Carrying a reusable water bottle – à la Chilly’s – has become something of a status symbol. Visit any UK office and you’ll spot them on desks in an array of patterns, colours and sizes. Staying hydrated while protecting the planet is ‘cool’, as signalled by Chilly’s’ Glastonbury Festival sponsorship this month.

Despite this quiet revolution, single-use plastic water bottle brands are still cashing in. Brits spent £1.6bn on branded and supermarket own-label bottled water in 2021, equivalent to 10 million bottles per day, according to a new Retail Economics report.

The report, commissioned by campaigners including the groups Refill and Whale & Dolphin Conservation, as well as the filter business Brita, has made a case for the government to impose advertising restrictions on bottled water brands, and to introduce a 10p tax for shrink-wrapped water bottle packs. But will changes like these sink bottled water sales?

To understand why Brits buy bottled water, you only need to look at how the category fared during the pandemic.

After coronavirus sparked the UK’s first lockdown in March 2020, sales of single-serve formats fell dramatically, leading to the category’s top three names – Volvic, Evian and Highland Spring – losing a combined £78.8m [NIQ 52 w/e 30 January 2021].

Bottled water relies on impulse

And despite a host of supply chain issues blighting the category in 2022, volumes rebounded by 2.4% as out-of-home occasions returned, while value rose by a fifth to £1.24bn [NIQ 52 w/e 10 September 2022].

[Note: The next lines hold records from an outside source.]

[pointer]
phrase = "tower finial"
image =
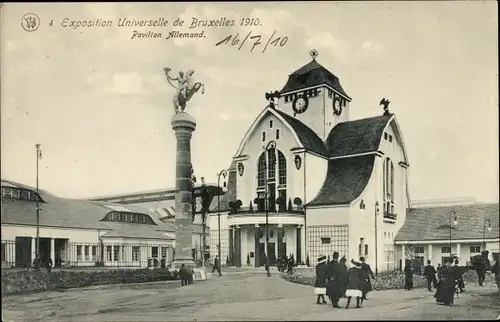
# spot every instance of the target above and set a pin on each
(313, 53)
(271, 98)
(385, 102)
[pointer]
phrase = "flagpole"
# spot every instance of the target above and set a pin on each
(37, 249)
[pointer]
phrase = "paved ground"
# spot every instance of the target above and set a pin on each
(249, 296)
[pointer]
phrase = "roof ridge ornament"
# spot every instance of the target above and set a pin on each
(385, 102)
(313, 53)
(271, 96)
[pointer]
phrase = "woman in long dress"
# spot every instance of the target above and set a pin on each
(320, 283)
(355, 284)
(445, 293)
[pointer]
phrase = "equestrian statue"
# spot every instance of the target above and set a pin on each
(186, 87)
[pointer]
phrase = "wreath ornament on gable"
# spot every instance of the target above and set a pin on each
(337, 106)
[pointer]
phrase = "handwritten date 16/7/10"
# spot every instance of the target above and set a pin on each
(254, 40)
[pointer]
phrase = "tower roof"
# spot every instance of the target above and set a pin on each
(310, 75)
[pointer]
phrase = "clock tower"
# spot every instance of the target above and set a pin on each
(314, 96)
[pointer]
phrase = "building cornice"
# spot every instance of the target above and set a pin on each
(446, 242)
(314, 87)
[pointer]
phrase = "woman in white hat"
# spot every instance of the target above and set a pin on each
(320, 283)
(355, 284)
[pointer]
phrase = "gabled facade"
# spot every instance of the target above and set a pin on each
(323, 181)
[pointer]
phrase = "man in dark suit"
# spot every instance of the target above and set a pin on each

Put simply: bottled water is reliant on impulse, which is why the main players haemorrhaged so much money when shoppers were stuck at home. For this reason, a ban on advertising is unlikely to have any meaningful impact on sales of single-serve formats, purchases of which aren’t usually planned.

To invoke meaningful change, government resources would instead be more effectively directed towards communicating the benefits of reusable bottles and installing accessible water fountains in every locality.

This is backed up by the findings of a recent poll of 4,175 Brits, commissioned by Ocean Bottle, in response to which 64% said they would be more likely to carry a reusable bottle with them if there were more refill stations and water fountains in public places [Yonder, January].

A tax on shrink-wrapped plastic 

For bulkier take-home purchases, a 10p tax on shrink-wrapped multipacks might encourage manufacturers to ditch them, or for shoppers to switch to brands that use less packaging. However, such a step change would account for only a small proportion of overall plastic waste in the category.

To reduce plastic waste linked to impulse sales, Retail Economics’ report suggested the government remove bottled water from prominent positioning in shops, as it has done with HFSS foods. However, as Evian and Volvic owner Danone UK & Ireland points out, “restrictions on advertising for the category would risk inadvertently driving consumers towards less healthy beverage options”.

Plus, merchandising restrictions would not solve the conundrum of meal deal offers, where bottled water tends to be the healthiest drink option available – and shoppers are incentivised to get a good ‘deal’ on it.

So perhaps retailers should instead look to list water brands exploring more sustainable packaging options, such as Cano Water, which uses resealable 500ml aluminium cans; One Water and Re:Water, which offer 500ml aluminium bottles; or Bottle Up, whose water is packaged in 500ml reusable bottles made from sugar cane. Alternatively, the government could impose a tax on all water brands that use plastic packaging, encouraging shoppers to switch to sustainable ones. But a tax isn’t the solution to all problems.

A permanent shift away from traditional bottled water brands won’t happen overnight; it will require continued investment into infrastructure and education from the government, and research and development into innovative and affordable packaging solutions from brands. But with a £1.6bn industry at stake, let’s hope they don’t bottle it.